A certa altura da retirada, o alto escalão da ofensiva aparecia em campo somente para distribuir medalhas aos vietnamitas que começavam a recompor o exército contra o Vietcongue, em substituição aos estadunidenses. Ironia: em A Queda (2004), Adolph Hitler, ciente da derrota, saía de seu bunker somente para condecorar os adolescentes nacionalistas que morreriam pouco depois. Não havia, num cenário assim, como conquistar os corações e as mentes dos vietnamitas - único modo, segundo um estrategista no início do filme, de vencer a guerra. Hoje isso é repetido em Bagdá: deve-se conquistar a confiança dos iraquianos para estabelecer a paz.
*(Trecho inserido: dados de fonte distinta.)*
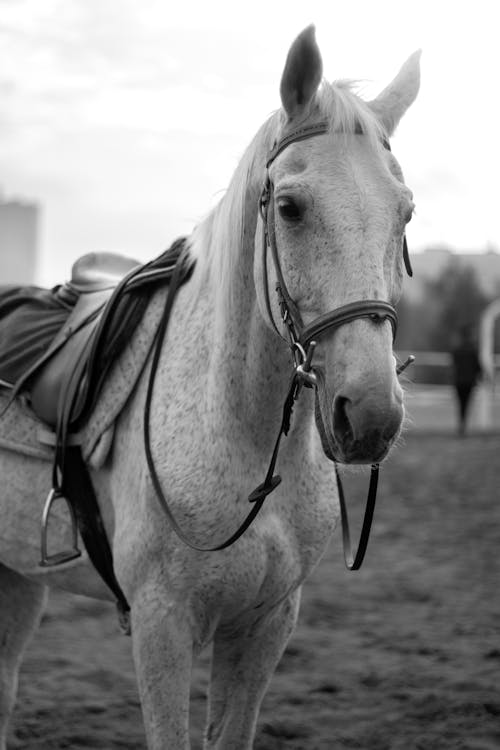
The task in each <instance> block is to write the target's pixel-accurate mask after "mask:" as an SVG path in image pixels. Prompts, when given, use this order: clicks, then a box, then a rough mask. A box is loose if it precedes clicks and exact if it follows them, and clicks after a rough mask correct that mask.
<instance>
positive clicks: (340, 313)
mask: <svg viewBox="0 0 500 750" xmlns="http://www.w3.org/2000/svg"><path fill="white" fill-rule="evenodd" d="M358 318H370V319H371V320H374V321H379V320H380V321H382V320H386V319H388V320H389V322H390V324H391V326H392V334H393V337H395V336H396V329H397V316H396V311H395V309H394V308H393V306H392V305H390V304H389V303H388V302H383V301H382V300H361V301H360V302H351V303H349V304H347V305H342V307H337V308H336V309H335V310H332V311H331V312H328V313H325V314H324V315H320V316H319V317H318V318H315V320H313V322H312V323H311V324H310V325H308V326H305V328H303V329H302V330H301V332H300V343H301V344H302V346H304V347H306V346H307V345H308V344H309V343H310V342H311V341H313V340H314V339H316V338H317V337H318V336H321V334H322V333H324V332H325V331H327V330H328V329H329V328H338V327H339V326H342V325H344V324H345V323H352V321H353V320H357V319H358Z"/></svg>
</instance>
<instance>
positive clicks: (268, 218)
mask: <svg viewBox="0 0 500 750" xmlns="http://www.w3.org/2000/svg"><path fill="white" fill-rule="evenodd" d="M328 129H329V127H328V123H327V122H319V123H315V124H313V125H309V126H305V127H302V128H300V129H298V130H295V131H293V132H291V133H288V134H287V135H286V136H284V137H283V138H282V139H281V140H280V141H279V142H278V143H277V144H276V145H275V146H274V147H273V149H272V150H271V152H270V153H269V155H268V159H267V162H266V168H267V174H266V180H265V183H264V187H263V189H262V193H261V197H260V203H259V208H260V213H261V217H262V225H263V237H262V253H263V272H264V298H265V302H266V308H267V312H268V315H269V320H270V322H271V323H272V326H273V328H274V329H275V331H276V333H277V334H278V335H279V336H280V338H281V339H283V340H284V341H285V342H286V343H287V345H288V346H289V347H290V349H291V351H292V355H293V359H294V369H293V372H292V375H291V379H290V384H289V387H288V392H287V395H286V398H285V401H284V404H283V412H282V419H281V424H280V428H279V432H278V435H277V437H276V441H275V444H274V449H273V453H272V456H271V460H270V463H269V467H268V470H267V473H266V476H265V478H264V481H263V482H262V483H261V484H259V485H258V487H256V488H255V489H254V490H253V492H251V493H250V495H249V496H248V501H249V502H250V503H252V504H253V507H252V509H251V510H250V512H249V513H248V515H247V516H246V518H245V519H244V521H243V522H242V523H241V525H240V526H239V527H238V528H237V530H236V531H235V532H234V533H233V534H232V535H231V536H230V537H228V538H227V539H226V540H225V541H223V542H222V543H220V544H217V545H215V546H209V547H201V546H198V545H197V544H195V543H194V542H193V541H192V540H191V539H189V538H188V537H187V536H186V534H185V533H184V531H183V530H182V529H181V527H180V526H179V523H178V522H177V520H176V518H175V516H174V514H173V513H172V510H171V508H170V506H169V503H168V501H167V498H166V497H165V493H164V491H163V488H162V486H161V482H160V478H159V476H158V473H157V471H156V466H155V462H154V459H153V455H152V451H151V435H150V415H151V404H152V397H153V389H154V383H155V378H156V373H157V370H158V366H159V361H160V356H161V351H162V345H163V341H164V339H165V335H166V331H167V326H168V321H169V319H170V314H171V312H172V308H173V305H174V301H175V297H176V294H177V291H178V289H179V286H180V284H181V282H182V270H183V268H184V267H185V264H186V263H190V262H192V261H190V260H189V257H188V251H187V249H185V250H184V251H183V252H182V254H181V255H180V257H179V259H178V262H177V265H176V268H175V270H174V273H173V276H172V279H171V281H170V283H169V288H168V293H167V296H166V299H165V307H164V310H163V315H162V318H161V321H160V325H159V328H158V331H157V334H156V341H155V345H154V350H153V358H152V363H151V370H150V374H149V381H148V388H147V393H146V402H145V406H144V446H145V452H146V461H147V465H148V469H149V472H150V476H151V481H152V484H153V487H154V490H155V494H156V496H157V498H158V501H159V503H160V506H161V507H162V508H163V510H164V512H165V514H166V516H167V518H168V520H169V522H170V525H171V526H172V528H173V530H174V532H175V533H176V534H177V536H178V537H179V539H180V540H181V541H182V542H184V544H186V545H187V546H188V547H191V549H194V550H197V551H199V552H216V551H220V550H223V549H226V548H227V547H230V546H231V545H232V544H234V543H235V542H236V541H237V540H238V539H239V538H240V537H241V536H242V534H244V532H245V531H246V530H247V529H248V528H249V526H250V525H251V524H252V522H253V521H254V519H255V517H256V516H257V514H258V513H259V511H260V510H261V508H262V506H263V504H264V501H265V500H266V498H267V496H268V495H269V494H270V493H271V492H273V491H274V490H275V489H276V487H278V485H279V484H280V483H281V477H280V476H279V475H278V474H274V470H275V467H276V462H277V459H278V454H279V449H280V444H281V438H282V436H283V435H285V436H286V435H287V434H288V432H289V429H290V423H291V417H292V411H293V406H294V403H295V401H296V400H297V398H298V397H299V395H300V392H301V390H302V387H307V388H315V389H316V397H317V396H318V391H319V390H320V389H322V388H323V387H324V385H323V384H324V381H323V378H322V377H321V375H320V373H319V371H315V369H314V367H313V357H314V349H315V347H316V339H317V338H318V337H319V336H321V335H322V334H324V333H325V332H326V331H329V330H331V329H336V328H339V327H340V326H342V325H344V324H346V323H349V322H351V321H353V320H356V319H358V318H370V319H372V320H374V321H380V322H383V321H385V320H389V322H390V324H391V327H392V332H393V338H394V337H395V335H396V329H397V313H396V310H395V309H394V307H393V306H392V305H391V304H389V303H388V302H383V301H381V300H360V301H358V302H351V303H349V304H346V305H342V306H341V307H338V308H336V309H334V310H331V311H330V312H327V313H325V314H323V315H320V316H319V317H317V318H316V319H315V320H313V321H312V323H310V324H309V325H307V326H304V325H303V323H302V319H301V316H300V313H299V311H298V309H297V306H296V305H295V303H294V302H293V299H292V298H291V296H290V294H289V292H288V289H287V286H286V283H285V279H284V276H283V273H282V270H281V264H280V260H279V255H278V249H277V246H276V238H275V231H274V200H273V193H274V187H273V183H272V180H271V178H270V175H269V167H270V165H271V164H272V163H273V161H274V160H275V159H276V157H277V156H278V155H279V154H281V153H282V151H284V149H286V148H287V147H288V146H289V145H290V144H292V143H296V142H297V141H302V140H305V139H308V138H313V137H315V136H317V135H323V134H325V133H327V132H328ZM384 145H385V146H386V148H389V146H388V144H385V143H384ZM268 250H270V251H271V257H272V260H273V264H274V268H275V272H276V277H277V280H278V281H277V284H276V293H277V295H278V302H279V307H280V313H281V318H282V322H283V324H284V326H285V330H286V332H287V335H288V340H287V339H286V338H285V337H284V336H283V335H282V333H281V332H280V330H279V329H278V326H277V325H276V322H275V319H274V315H273V311H272V306H271V298H270V293H269V280H268V271H267V267H268V263H267V260H268ZM403 256H404V261H405V266H406V270H407V272H408V274H409V275H411V266H410V261H409V256H408V248H407V245H406V238H404V243H403ZM411 361H413V358H411V357H410V358H409V359H408V360H407V361H406V362H404V363H403V364H402V365H400V366H399V367H398V368H397V372H398V374H399V373H400V372H402V370H404V369H405V368H406V367H407V366H408V365H409V364H410V363H411ZM320 422H321V427H322V432H324V436H322V437H326V430H325V428H324V425H322V420H320ZM334 465H335V477H336V481H337V486H338V495H339V504H340V515H341V523H342V539H343V546H344V560H345V564H346V567H347V568H348V569H349V570H358V569H359V568H360V566H361V564H362V562H363V559H364V556H365V553H366V549H367V546H368V540H369V536H370V530H371V524H372V520H373V513H374V509H375V503H376V497H377V485H378V472H379V465H378V464H373V465H372V467H371V475H370V483H369V488H368V495H367V500H366V506H365V513H364V518H363V523H362V529H361V534H360V539H359V543H358V547H357V551H356V554H355V555H354V554H353V552H352V547H351V540H350V531H349V520H348V514H347V506H346V502H345V496H344V490H343V486H342V482H341V478H340V474H339V470H338V465H337V462H336V461H335V460H334Z"/></svg>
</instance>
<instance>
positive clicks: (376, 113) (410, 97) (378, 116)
mask: <svg viewBox="0 0 500 750" xmlns="http://www.w3.org/2000/svg"><path fill="white" fill-rule="evenodd" d="M421 52H422V50H417V51H416V52H414V53H413V55H411V56H410V57H409V58H408V60H407V61H406V62H405V64H404V65H403V67H402V68H401V70H400V71H399V73H398V74H397V76H396V78H395V79H394V80H393V81H392V83H390V84H389V85H388V86H387V87H386V88H385V89H384V90H383V91H382V92H381V93H380V94H379V95H378V96H377V98H376V99H374V100H373V101H371V102H369V106H370V108H371V109H372V111H373V112H374V113H375V115H376V116H377V118H378V119H379V120H380V121H381V123H382V125H383V126H384V128H385V130H386V132H387V135H388V136H391V135H392V134H393V133H394V131H395V129H396V127H397V125H398V123H399V121H400V120H401V118H402V117H403V115H404V113H405V112H406V110H407V109H408V107H409V106H410V105H411V104H413V102H414V101H415V99H416V96H417V94H418V90H419V88H420V55H421Z"/></svg>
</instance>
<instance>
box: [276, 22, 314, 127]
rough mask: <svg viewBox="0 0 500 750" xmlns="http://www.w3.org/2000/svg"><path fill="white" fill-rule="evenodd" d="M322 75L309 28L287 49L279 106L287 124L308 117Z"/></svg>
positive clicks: (280, 93)
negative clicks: (280, 97)
mask: <svg viewBox="0 0 500 750" xmlns="http://www.w3.org/2000/svg"><path fill="white" fill-rule="evenodd" d="M322 73H323V63H322V61H321V55H320V52H319V48H318V45H317V44H316V38H315V33H314V26H312V25H311V26H308V27H307V29H304V31H303V32H302V33H301V34H299V36H298V37H297V39H296V40H295V41H294V43H293V44H292V46H291V47H290V50H289V52H288V57H287V59H286V64H285V69H284V71H283V75H282V77H281V85H280V95H281V102H282V104H283V108H284V110H285V112H286V113H287V115H288V118H289V119H290V120H292V119H294V118H297V117H300V116H301V115H303V114H304V115H306V114H307V112H308V109H309V105H310V103H311V101H312V99H313V97H314V95H315V93H316V91H317V89H318V86H319V84H320V83H321V76H322Z"/></svg>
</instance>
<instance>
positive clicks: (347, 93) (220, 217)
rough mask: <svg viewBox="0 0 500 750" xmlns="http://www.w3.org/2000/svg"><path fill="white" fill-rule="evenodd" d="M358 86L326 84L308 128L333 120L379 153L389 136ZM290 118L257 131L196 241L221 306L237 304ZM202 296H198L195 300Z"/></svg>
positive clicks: (197, 260) (198, 230)
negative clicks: (249, 249) (270, 180)
mask: <svg viewBox="0 0 500 750" xmlns="http://www.w3.org/2000/svg"><path fill="white" fill-rule="evenodd" d="M358 85H359V84H358V82H354V81H348V80H340V81H334V82H333V83H329V82H328V81H325V80H324V81H323V82H322V84H321V86H320V88H319V90H318V92H317V94H316V101H315V105H314V107H313V108H312V111H311V113H310V115H309V116H308V118H307V120H305V121H304V122H303V123H301V125H302V124H307V123H310V122H316V121H319V120H327V121H328V122H329V129H330V132H332V133H336V134H339V137H342V135H343V134H349V133H351V134H352V133H363V135H365V136H367V137H368V138H369V139H370V142H371V143H372V145H373V147H374V148H376V149H380V148H381V142H382V141H383V140H384V139H385V138H386V134H385V132H384V129H383V127H382V125H381V123H380V122H379V121H378V120H377V118H376V116H375V114H374V113H373V111H372V110H371V109H370V107H369V105H368V103H367V102H365V101H364V100H363V99H361V98H360V96H359V95H358V94H357V93H356V92H355V90H354V89H355V86H358ZM283 123H284V113H283V111H282V110H277V111H276V112H274V113H273V114H272V115H271V116H270V117H269V118H268V120H266V122H264V124H263V125H262V126H261V127H260V129H259V130H258V131H257V134H256V135H255V137H254V138H253V140H252V141H251V143H250V145H249V146H248V148H247V149H246V151H245V152H244V154H243V156H242V157H241V160H240V162H239V164H238V166H237V167H236V170H235V172H234V174H233V176H232V179H231V181H230V183H229V186H228V188H227V191H226V192H225V194H224V195H223V196H222V198H221V199H220V201H219V203H218V204H217V205H216V206H215V208H213V209H212V211H211V212H210V213H209V214H208V215H207V217H206V218H205V219H204V220H203V221H202V222H201V223H200V224H199V225H198V226H197V227H195V229H194V231H193V234H192V235H191V237H190V241H189V242H190V250H191V253H192V255H193V256H194V257H195V258H196V261H197V265H198V266H199V265H201V266H202V272H201V274H200V275H199V277H198V278H199V283H200V285H201V283H202V281H203V280H204V279H206V278H207V275H208V276H209V277H211V278H212V281H213V283H214V288H216V289H218V295H217V301H216V303H221V304H222V305H224V308H223V309H225V305H226V304H227V303H230V302H231V299H232V290H233V288H234V287H235V286H237V285H235V284H234V283H233V281H234V278H235V276H234V274H235V273H237V272H238V268H239V267H241V266H242V264H241V263H240V262H239V261H240V258H239V251H242V250H243V248H244V246H245V243H248V242H250V243H252V244H253V238H254V235H255V228H256V223H257V213H258V200H259V193H260V190H261V188H262V185H263V182H264V176H265V163H266V157H267V154H268V153H269V151H270V150H271V148H272V147H273V145H274V144H275V142H276V141H277V140H278V138H279V135H280V133H281V131H282V129H283ZM195 296H196V295H195Z"/></svg>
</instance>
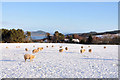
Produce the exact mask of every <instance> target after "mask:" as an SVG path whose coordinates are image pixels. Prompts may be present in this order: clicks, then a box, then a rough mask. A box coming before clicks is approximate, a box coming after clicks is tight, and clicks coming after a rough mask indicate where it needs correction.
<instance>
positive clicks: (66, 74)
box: [0, 43, 119, 78]
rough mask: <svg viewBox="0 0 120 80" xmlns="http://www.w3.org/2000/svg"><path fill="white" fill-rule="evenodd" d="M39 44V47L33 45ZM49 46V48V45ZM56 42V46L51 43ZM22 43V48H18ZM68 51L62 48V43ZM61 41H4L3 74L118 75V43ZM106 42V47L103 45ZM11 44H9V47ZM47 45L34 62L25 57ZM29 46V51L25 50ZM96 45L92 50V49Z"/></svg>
mask: <svg viewBox="0 0 120 80" xmlns="http://www.w3.org/2000/svg"><path fill="white" fill-rule="evenodd" d="M33 45H35V47H33ZM47 45H48V46H49V47H48V48H46V46H47ZM52 45H54V47H51V46H52ZM16 46H20V48H16ZM60 46H63V49H64V48H65V47H68V51H65V50H64V51H63V52H62V53H60V52H59V49H60V48H59V47H60ZM81 46H82V45H80V44H60V43H41V44H40V43H9V44H8V43H2V44H0V49H1V52H0V55H1V56H2V59H0V64H2V66H1V69H2V75H0V77H2V78H118V66H119V65H118V46H117V45H90V48H89V47H88V45H83V46H84V49H85V50H86V51H85V52H84V53H83V54H81V53H80V49H81ZM104 46H106V49H104V48H103V47H104ZM6 47H8V48H6ZM38 47H44V49H43V51H39V52H38V53H36V54H34V55H35V56H36V58H35V59H33V61H32V62H30V61H29V60H27V62H25V61H24V54H26V53H29V54H32V50H33V49H35V48H38ZM25 48H28V49H29V51H27V52H26V51H25ZM88 49H92V53H89V52H88Z"/></svg>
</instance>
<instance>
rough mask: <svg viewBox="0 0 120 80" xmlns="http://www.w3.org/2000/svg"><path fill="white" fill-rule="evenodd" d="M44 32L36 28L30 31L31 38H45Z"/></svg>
mask: <svg viewBox="0 0 120 80" xmlns="http://www.w3.org/2000/svg"><path fill="white" fill-rule="evenodd" d="M46 33H47V32H45V31H42V30H38V31H31V38H32V39H33V40H39V39H44V38H46Z"/></svg>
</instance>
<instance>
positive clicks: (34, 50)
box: [6, 45, 106, 62]
mask: <svg viewBox="0 0 120 80" xmlns="http://www.w3.org/2000/svg"><path fill="white" fill-rule="evenodd" d="M33 47H35V46H33ZM52 47H54V45H52ZM88 47H89V48H90V46H88ZM6 48H8V47H6ZM16 48H20V46H16ZM46 48H48V46H46ZM105 48H106V46H104V49H105ZM28 50H29V49H28V48H25V51H28ZM42 50H43V47H38V48H37V49H34V50H32V53H33V54H35V53H37V52H39V51H42ZM65 50H68V47H65ZM63 51H64V49H63V48H62V46H60V49H59V52H63ZM84 52H85V49H83V46H81V49H80V53H84ZM88 52H90V53H91V52H92V49H89V50H88ZM34 58H35V55H32V54H25V55H24V59H25V62H26V60H27V59H30V62H31V61H32V59H34Z"/></svg>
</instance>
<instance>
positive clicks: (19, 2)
mask: <svg viewBox="0 0 120 80" xmlns="http://www.w3.org/2000/svg"><path fill="white" fill-rule="evenodd" d="M2 14H3V16H2V17H3V21H2V28H7V29H12V28H15V29H18V28H20V29H23V30H24V31H38V30H42V31H45V32H49V33H54V32H55V31H59V32H61V33H64V34H66V33H86V32H91V31H92V32H93V31H95V32H105V31H112V30H118V3H117V2H3V4H2ZM37 26H38V27H37ZM81 26H82V27H81Z"/></svg>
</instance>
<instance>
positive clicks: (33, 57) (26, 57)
mask: <svg viewBox="0 0 120 80" xmlns="http://www.w3.org/2000/svg"><path fill="white" fill-rule="evenodd" d="M34 58H35V55H32V54H25V55H24V59H25V62H26V60H27V59H30V62H31V61H32V59H34Z"/></svg>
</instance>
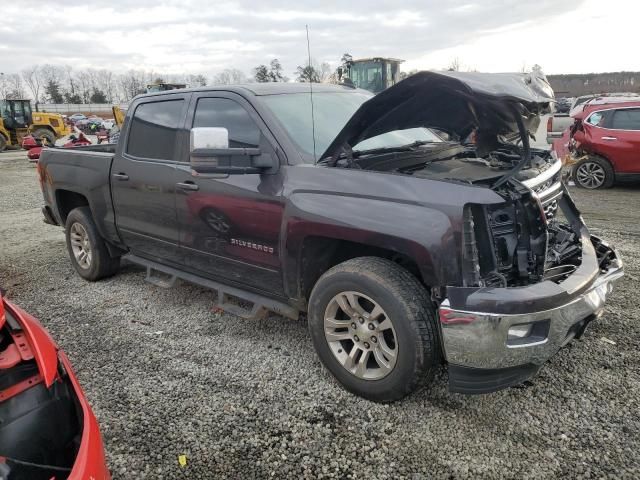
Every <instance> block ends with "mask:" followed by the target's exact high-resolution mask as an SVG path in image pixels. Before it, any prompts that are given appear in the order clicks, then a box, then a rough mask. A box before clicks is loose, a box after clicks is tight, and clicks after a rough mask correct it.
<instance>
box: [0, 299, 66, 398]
mask: <svg viewBox="0 0 640 480" xmlns="http://www.w3.org/2000/svg"><path fill="white" fill-rule="evenodd" d="M5 309H6V311H8V312H9V313H10V314H11V316H12V318H14V319H15V320H16V321H17V322H18V323H19V324H20V326H21V327H22V330H23V332H24V335H25V338H26V340H27V342H28V343H29V346H30V347H31V352H32V353H33V357H34V360H35V361H36V363H37V364H38V369H39V370H40V375H42V378H43V380H44V383H45V385H46V386H47V388H48V387H50V386H51V385H52V384H53V381H54V380H55V378H56V375H57V370H58V346H57V345H56V343H55V342H54V341H53V338H51V335H49V333H48V332H47V331H46V330H45V329H44V327H43V326H42V325H41V324H40V322H38V320H36V319H35V318H34V317H32V316H31V315H29V314H28V313H27V312H25V311H24V310H22V309H21V308H19V307H16V306H15V305H13V304H11V303H9V302H8V301H7V300H5V299H4V298H2V296H1V295H0V328H2V326H3V325H4V324H5V322H6V321H7V318H6V313H5Z"/></svg>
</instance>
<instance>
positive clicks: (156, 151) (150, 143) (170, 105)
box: [127, 99, 184, 160]
mask: <svg viewBox="0 0 640 480" xmlns="http://www.w3.org/2000/svg"><path fill="white" fill-rule="evenodd" d="M183 107H184V100H183V99H178V100H167V101H164V102H151V103H143V104H140V105H138V107H137V108H136V111H135V112H134V114H133V118H132V119H131V127H130V128H129V139H128V141H127V154H129V155H132V156H134V157H139V158H149V159H155V160H174V159H175V153H176V142H177V139H178V127H179V126H180V124H181V123H182V120H183V115H184V113H183Z"/></svg>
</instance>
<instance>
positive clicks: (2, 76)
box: [0, 72, 7, 100]
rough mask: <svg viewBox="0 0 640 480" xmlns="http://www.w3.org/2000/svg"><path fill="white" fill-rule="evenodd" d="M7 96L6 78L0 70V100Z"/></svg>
mask: <svg viewBox="0 0 640 480" xmlns="http://www.w3.org/2000/svg"><path fill="white" fill-rule="evenodd" d="M5 98H7V78H6V75H5V74H4V73H3V72H0V100H3V99H5Z"/></svg>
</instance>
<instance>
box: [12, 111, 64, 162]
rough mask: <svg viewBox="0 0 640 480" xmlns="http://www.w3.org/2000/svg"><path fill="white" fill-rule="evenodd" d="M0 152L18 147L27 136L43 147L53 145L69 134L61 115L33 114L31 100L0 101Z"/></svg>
mask: <svg viewBox="0 0 640 480" xmlns="http://www.w3.org/2000/svg"><path fill="white" fill-rule="evenodd" d="M0 115H1V117H2V118H0V152H2V151H3V150H4V149H5V148H6V147H7V146H19V145H21V144H22V140H23V139H24V137H26V136H27V135H31V136H33V137H34V138H36V139H37V140H38V141H39V142H41V143H42V144H43V145H54V144H55V141H56V140H57V139H58V138H62V137H65V136H67V135H69V134H70V133H71V129H70V128H69V127H68V126H67V124H66V122H65V121H64V118H63V117H62V115H59V114H57V113H46V112H33V111H32V109H31V100H0Z"/></svg>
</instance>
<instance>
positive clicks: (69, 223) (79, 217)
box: [64, 207, 120, 282]
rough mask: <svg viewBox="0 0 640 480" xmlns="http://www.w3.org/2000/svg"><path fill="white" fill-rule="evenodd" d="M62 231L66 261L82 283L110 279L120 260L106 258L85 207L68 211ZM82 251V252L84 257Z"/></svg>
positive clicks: (89, 212)
mask: <svg viewBox="0 0 640 480" xmlns="http://www.w3.org/2000/svg"><path fill="white" fill-rule="evenodd" d="M64 230H65V236H66V240H67V250H68V251H69V258H70V259H71V264H72V265H73V268H75V270H76V272H78V275H80V276H81V277H82V278H84V279H85V280H89V281H90V282H95V281H96V280H100V279H102V278H106V277H110V276H112V275H114V274H115V273H116V272H117V271H118V268H119V267H120V257H116V258H113V257H112V256H111V255H109V251H108V250H107V246H106V244H105V242H104V240H103V239H102V237H101V236H100V234H99V233H98V229H97V228H96V224H95V223H94V221H93V217H92V216H91V210H90V209H89V207H79V208H74V209H73V210H71V212H70V213H69V215H68V216H67V221H66V223H65V228H64ZM82 252H84V253H85V255H84V256H83V255H82Z"/></svg>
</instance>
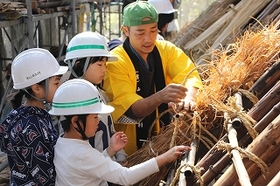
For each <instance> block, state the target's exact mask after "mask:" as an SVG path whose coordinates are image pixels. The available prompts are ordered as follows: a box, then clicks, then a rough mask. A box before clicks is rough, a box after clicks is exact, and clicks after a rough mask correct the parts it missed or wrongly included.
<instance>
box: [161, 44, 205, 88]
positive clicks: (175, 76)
mask: <svg viewBox="0 0 280 186" xmlns="http://www.w3.org/2000/svg"><path fill="white" fill-rule="evenodd" d="M156 45H157V47H158V50H159V53H160V56H161V60H162V63H163V69H164V71H165V72H164V74H165V80H166V84H170V83H183V82H184V81H185V78H186V79H187V81H186V84H185V85H186V87H190V86H193V87H196V88H202V81H201V78H200V76H199V73H198V71H197V70H194V69H195V65H194V63H193V62H192V60H191V59H190V58H189V57H188V56H187V55H186V54H185V53H184V51H182V50H181V49H180V48H178V47H176V46H175V45H174V44H172V43H170V42H168V41H157V43H156ZM166 51H168V52H166ZM193 70H194V71H193ZM190 72H191V73H190Z"/></svg>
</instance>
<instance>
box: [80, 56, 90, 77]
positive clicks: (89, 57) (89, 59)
mask: <svg viewBox="0 0 280 186" xmlns="http://www.w3.org/2000/svg"><path fill="white" fill-rule="evenodd" d="M89 60H90V57H87V58H86V62H85V65H84V69H83V76H82V77H84V75H85V73H86V71H87V68H88V64H89Z"/></svg>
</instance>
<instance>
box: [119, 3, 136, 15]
mask: <svg viewBox="0 0 280 186" xmlns="http://www.w3.org/2000/svg"><path fill="white" fill-rule="evenodd" d="M135 1H136V0H123V6H122V13H123V9H124V7H125V6H126V5H128V4H130V3H133V2H135Z"/></svg>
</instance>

No fim das contas, os únicos corações e mentes cooptados aqui são os dos próprios estadunidenses. Davis faz questão de filmar jogos de futebol americano e palestras de ex-prisioneiros de guerra em escolas para demonstrar como a compulsão pela vitória e a xenofobia estão arraigados na cultura nacional. Repare no close-up reservado a uma baliza - a menina que abre a parada militar equilibrando um bastão. Toda maquiada e sorridente, ela é o emblema nefasto dessa política de Estado. O coração voltado para a suposta defesa dos ideais democráticos. A mente convencida da superioridade da América.